Ride to the future

March 11, 1991

While American technology has transformed the weapons of warfare, American inventions that could revolutionize daily life have languished or been adopted by foreign competitors. One such invention -- magnetic levitation, or "maglev," a clean, quiet, vibration-free train that can travel in excess of 300 mph -- was invented in this country in the 1960s. But anyone who wishes to ride a maglev train will have to travel to Germany or Japan. Maglev technology still needs some work, but many people say it could revolutionize transportation in the 21st century.

In an attempt to get this country back into the maglev arena, members of Congress are proposing legislation to build a prototype route of 30 or 40 miles. The big question, of course, is where -- and a consortium called MAGLEV USA has a perfect answer: between Baltimore and Washington, D.C. The route has much to recommend it, since there is plenty of traffic between the two cities and a major airport could feed into the line. Once built, the line would fit nicely into a longer East Coast system. From a local perspective, the advantages for Maryland and its economy are obvious. Consider the boost to Baltimore if downtown Washington were a mere 15-minute ride away.

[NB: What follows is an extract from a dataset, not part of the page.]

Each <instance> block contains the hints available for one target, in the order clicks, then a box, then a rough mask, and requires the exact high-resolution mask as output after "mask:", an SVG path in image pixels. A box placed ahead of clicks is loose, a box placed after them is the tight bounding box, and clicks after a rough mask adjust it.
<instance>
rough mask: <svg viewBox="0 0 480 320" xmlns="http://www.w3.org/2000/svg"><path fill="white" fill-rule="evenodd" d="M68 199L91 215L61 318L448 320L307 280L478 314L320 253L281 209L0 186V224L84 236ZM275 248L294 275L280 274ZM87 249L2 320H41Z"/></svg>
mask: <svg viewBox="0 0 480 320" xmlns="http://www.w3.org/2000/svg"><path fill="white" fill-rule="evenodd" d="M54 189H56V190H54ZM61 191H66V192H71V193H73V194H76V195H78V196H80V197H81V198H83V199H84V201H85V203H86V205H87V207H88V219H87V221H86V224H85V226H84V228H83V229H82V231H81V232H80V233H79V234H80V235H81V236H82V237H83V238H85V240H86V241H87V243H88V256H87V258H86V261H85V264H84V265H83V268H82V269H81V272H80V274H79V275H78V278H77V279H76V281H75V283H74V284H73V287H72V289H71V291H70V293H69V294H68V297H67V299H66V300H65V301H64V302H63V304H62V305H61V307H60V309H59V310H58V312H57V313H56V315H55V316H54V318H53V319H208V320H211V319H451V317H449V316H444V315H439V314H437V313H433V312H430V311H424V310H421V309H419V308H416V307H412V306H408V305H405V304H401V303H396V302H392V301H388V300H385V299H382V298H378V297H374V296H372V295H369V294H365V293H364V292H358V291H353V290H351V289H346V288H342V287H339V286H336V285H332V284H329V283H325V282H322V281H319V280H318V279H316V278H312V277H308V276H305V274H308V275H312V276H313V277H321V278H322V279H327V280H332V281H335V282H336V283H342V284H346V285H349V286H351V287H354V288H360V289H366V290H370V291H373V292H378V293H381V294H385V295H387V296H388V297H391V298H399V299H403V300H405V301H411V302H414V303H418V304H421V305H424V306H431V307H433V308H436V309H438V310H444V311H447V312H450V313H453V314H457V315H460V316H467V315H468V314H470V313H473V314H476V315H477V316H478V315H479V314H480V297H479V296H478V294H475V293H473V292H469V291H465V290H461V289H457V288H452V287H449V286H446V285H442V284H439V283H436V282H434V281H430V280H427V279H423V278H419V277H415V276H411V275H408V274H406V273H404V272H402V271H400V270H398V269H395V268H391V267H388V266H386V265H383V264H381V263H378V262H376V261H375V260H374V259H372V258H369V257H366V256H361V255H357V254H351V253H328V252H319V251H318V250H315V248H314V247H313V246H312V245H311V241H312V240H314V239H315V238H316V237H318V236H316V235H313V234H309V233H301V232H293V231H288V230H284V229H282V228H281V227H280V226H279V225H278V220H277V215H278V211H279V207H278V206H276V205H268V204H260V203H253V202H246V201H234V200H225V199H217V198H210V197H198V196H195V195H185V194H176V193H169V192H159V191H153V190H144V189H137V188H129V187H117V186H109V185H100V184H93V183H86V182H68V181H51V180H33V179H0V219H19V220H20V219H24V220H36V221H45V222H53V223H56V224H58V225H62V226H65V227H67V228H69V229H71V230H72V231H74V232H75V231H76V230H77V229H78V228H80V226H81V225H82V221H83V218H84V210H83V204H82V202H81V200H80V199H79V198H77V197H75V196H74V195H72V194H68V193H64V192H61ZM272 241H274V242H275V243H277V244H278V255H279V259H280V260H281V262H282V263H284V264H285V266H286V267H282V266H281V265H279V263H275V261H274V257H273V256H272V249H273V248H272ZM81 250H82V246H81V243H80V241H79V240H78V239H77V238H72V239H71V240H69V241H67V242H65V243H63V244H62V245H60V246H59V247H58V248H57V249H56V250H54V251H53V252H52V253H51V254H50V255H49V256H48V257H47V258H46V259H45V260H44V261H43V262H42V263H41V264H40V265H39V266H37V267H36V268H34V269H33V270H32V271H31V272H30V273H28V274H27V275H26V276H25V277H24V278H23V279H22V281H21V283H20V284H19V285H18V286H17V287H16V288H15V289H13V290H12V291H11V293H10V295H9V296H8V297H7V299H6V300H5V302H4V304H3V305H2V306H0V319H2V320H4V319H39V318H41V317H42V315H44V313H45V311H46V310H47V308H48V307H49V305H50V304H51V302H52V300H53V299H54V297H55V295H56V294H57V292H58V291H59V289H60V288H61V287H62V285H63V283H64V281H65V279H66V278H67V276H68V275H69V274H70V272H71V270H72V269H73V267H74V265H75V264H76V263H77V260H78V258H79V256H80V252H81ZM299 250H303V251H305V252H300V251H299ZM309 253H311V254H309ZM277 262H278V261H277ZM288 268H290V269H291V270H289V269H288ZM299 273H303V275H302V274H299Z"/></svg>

The ball is rolling on Capitol Hill, and MAGLEV USA has enlisted an impressive amount of local support from the private sector. For instance, Alex Brown, which helped finance the country's first commercial railroad, wants to continue its participation in pioneering transportation projects by helping underwrite maglev.

The missing link in this campaign is enthusiastic support from the state government. Tomorrow, however, the state House Ways and Means Committee will hear testimony on a joint resolution of the Maryland General Assembly sponsored by Prince George's Del. Joseph Rosapepe urging Congress to finance the project and to choose the Baltimore-Washington corridor as its location.

Eventually, of course, the state would be required to contribute a portion of the project's cost, 10 percent or so. But that contribution would be spread over several years and would not be required until 1993 at the earliest. By that time, Maryland can hope to have weathered the current fiscal crisis and be ready to help pioneer the transportation of the future.